Mr. Sullivan also said that AIG expects to file its second-quarter results on time, no later than Aug. 10.

Confirming some negative news, Mr. Sullivan reiterated a prior report that on the domestic life and retirement services side of the business, "certain producers are more cautious" in light of regulatory probes and negative publicity.

Asked more directly about the impact of ratings downgrades on AIG's business, Mr. Sullivan said that for general insurance (property-casualty) business, "there was generally little to no impact whatsoever."

However, "honestly, as we've disclosed, in the capital markets area the overall loss of triple-A credit rating has impacted our ability to trade in certain transactions," he said, referring to the financial products segment of the business. (AIG Financial Products operates in derivatives markets–including the equity, fixed income, foreign exchange, energy, metals, commodities and credit markets, according to information about the unit on AIG's Web site.)

Detailing what they have seen, AIG managers said that during the first quarter, although customers wouldn't call and say, "We're not dealing with you" for capital markets transactions, the company did notice that some business it thought it usually would have won had gone to other insurers at levels as competitive as AIG's. The company did not quantify how much of this financial products business was involved.

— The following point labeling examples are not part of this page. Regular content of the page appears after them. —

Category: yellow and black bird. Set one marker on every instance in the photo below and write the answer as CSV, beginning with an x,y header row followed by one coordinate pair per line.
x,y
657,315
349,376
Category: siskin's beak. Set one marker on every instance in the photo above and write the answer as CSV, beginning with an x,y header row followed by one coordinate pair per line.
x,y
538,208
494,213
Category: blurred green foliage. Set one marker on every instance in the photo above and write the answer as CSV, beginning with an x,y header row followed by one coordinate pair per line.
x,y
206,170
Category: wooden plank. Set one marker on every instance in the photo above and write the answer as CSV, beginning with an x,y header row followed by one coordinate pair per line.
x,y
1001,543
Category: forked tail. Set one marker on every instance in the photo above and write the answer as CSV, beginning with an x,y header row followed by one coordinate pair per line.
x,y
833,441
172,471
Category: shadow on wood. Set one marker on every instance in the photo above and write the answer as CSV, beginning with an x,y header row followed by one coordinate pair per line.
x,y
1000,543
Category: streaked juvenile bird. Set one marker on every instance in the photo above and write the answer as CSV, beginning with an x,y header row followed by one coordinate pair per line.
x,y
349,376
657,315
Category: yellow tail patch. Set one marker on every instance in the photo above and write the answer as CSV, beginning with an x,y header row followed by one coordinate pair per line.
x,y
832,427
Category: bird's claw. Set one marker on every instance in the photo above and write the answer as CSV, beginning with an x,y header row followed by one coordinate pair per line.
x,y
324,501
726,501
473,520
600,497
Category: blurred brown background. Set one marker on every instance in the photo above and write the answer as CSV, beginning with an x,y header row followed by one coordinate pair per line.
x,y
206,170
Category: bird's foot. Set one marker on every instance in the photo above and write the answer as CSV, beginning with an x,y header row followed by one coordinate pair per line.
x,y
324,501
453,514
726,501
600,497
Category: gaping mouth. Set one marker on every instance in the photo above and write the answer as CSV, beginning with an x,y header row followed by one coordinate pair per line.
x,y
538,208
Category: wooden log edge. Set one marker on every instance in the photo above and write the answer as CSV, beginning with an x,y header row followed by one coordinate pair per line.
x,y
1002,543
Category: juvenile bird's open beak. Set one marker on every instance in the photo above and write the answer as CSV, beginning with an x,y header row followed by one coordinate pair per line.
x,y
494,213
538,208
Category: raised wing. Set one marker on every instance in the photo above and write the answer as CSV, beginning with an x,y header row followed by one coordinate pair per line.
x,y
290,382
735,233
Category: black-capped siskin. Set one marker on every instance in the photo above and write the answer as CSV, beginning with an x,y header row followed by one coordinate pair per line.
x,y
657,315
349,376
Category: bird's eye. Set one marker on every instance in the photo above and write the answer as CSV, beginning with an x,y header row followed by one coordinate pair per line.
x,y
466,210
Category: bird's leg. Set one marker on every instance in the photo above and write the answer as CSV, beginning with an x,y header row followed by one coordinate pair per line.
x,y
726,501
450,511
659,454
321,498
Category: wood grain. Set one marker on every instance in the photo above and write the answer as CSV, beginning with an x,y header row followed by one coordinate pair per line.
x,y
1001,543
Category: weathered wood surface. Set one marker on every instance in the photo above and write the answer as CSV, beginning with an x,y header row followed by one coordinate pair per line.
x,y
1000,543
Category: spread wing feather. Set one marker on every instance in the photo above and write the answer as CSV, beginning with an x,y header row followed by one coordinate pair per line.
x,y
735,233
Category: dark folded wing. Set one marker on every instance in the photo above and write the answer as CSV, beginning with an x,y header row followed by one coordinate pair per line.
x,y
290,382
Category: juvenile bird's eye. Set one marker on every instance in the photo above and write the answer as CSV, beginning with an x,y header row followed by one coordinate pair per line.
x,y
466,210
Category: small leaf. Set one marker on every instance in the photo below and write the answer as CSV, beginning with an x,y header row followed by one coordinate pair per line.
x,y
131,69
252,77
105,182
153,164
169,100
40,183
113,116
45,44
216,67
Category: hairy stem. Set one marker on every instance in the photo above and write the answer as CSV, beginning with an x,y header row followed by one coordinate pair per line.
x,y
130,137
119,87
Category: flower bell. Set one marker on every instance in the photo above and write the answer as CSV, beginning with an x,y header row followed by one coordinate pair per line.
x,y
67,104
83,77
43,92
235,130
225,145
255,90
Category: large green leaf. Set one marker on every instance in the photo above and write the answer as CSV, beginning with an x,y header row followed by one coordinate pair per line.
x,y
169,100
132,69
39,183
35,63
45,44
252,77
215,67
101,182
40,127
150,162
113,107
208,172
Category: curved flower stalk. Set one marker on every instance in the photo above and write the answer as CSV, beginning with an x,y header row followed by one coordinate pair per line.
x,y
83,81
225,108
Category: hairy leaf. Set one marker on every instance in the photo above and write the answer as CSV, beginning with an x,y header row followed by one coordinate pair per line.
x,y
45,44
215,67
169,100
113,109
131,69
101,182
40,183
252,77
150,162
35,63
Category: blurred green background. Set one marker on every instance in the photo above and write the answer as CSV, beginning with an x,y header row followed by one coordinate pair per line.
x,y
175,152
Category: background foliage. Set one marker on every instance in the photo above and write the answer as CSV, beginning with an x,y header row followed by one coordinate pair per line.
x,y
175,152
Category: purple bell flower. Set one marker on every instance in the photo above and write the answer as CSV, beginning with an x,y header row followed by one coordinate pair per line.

Now that all rating agencies, with the exception of Fitch, have taken AIG's ratings off credit watch, management said it was finding when it met with clients around the globe they are comfortable that "the knife has stopped falling" and they expect the financial products business to come back to AIG over time.

During the conference call, Mr. Sullivan confirmed that AIG did recently lose one foreign life insurance executive, but that he had no other major executive defections to report.

In the property-casualty segment, net premiums increased 7.6 percent to $10.8 billion, Mr. Sullivan reported, noting "downward pressure on certain commercial lines" such as property and directors and officers liability.

Reporting on D&O insurance premiums that AIG pays to cover its own officers and directors in a proxy statement filed with the Securities & Exchange Commission last Tuesday, AIG said its premium payments rose 249 percent.

The 58-page report said the company's D&O coverage for the year ending May 24, 2005 was $9.4 million. For the year ending May 24, 2006 the company said its premium was $32.8 million.

The proxy report also revealed information on executive compensation. According to the statement, former AIG head Maurice Greenberg received a salary of $1 million and a bonus of $8 million in 2004, while Mr. Sullivan received $774,963 in salary and $830,000 in bonus.

In addition, Mr. Greenberg received more than $10 million through his relationships with C.V. Starr & Co. Inc. and Starr International Company Inc. (SICO), both business entities entwined with AIG. Mr. Sullivan received more than $4 million from this relationship. Mr. Greenberg is chairman of SICO and president and CEO of C.V. Starr.

AIG said it is currently untangling these relationships with C.V. Starr and SICO. It said AIG's officers and directors no longer hold positions with either of the offshore insurers.

Mr. Greenberg also received stock options worth more than $9 million, according to the report.

Mr. Greenberg retired from AIG in March in the face of ongoing investigations

Until this report, the compensation from C.V. Starr and SICO was not revealed, and AIG said it no longer has access to the company's books, adding that the figures in the proxy report are its best estimate to date.

The company added it "intends to provide new or enhanced compensation opportunities to AIG employees in order to reflect the compensation and benefits previously provided by C.V. Starr and SICO."

Sullivan mug and quote:

The first-quarter 2005 results demonstrate "the value of AIG's global diversity–both products and geography," said AIG President and Chief Executive Officer Martin Sullivan, reporting that all segments contributed to a 44 percent jump in first-quarter income.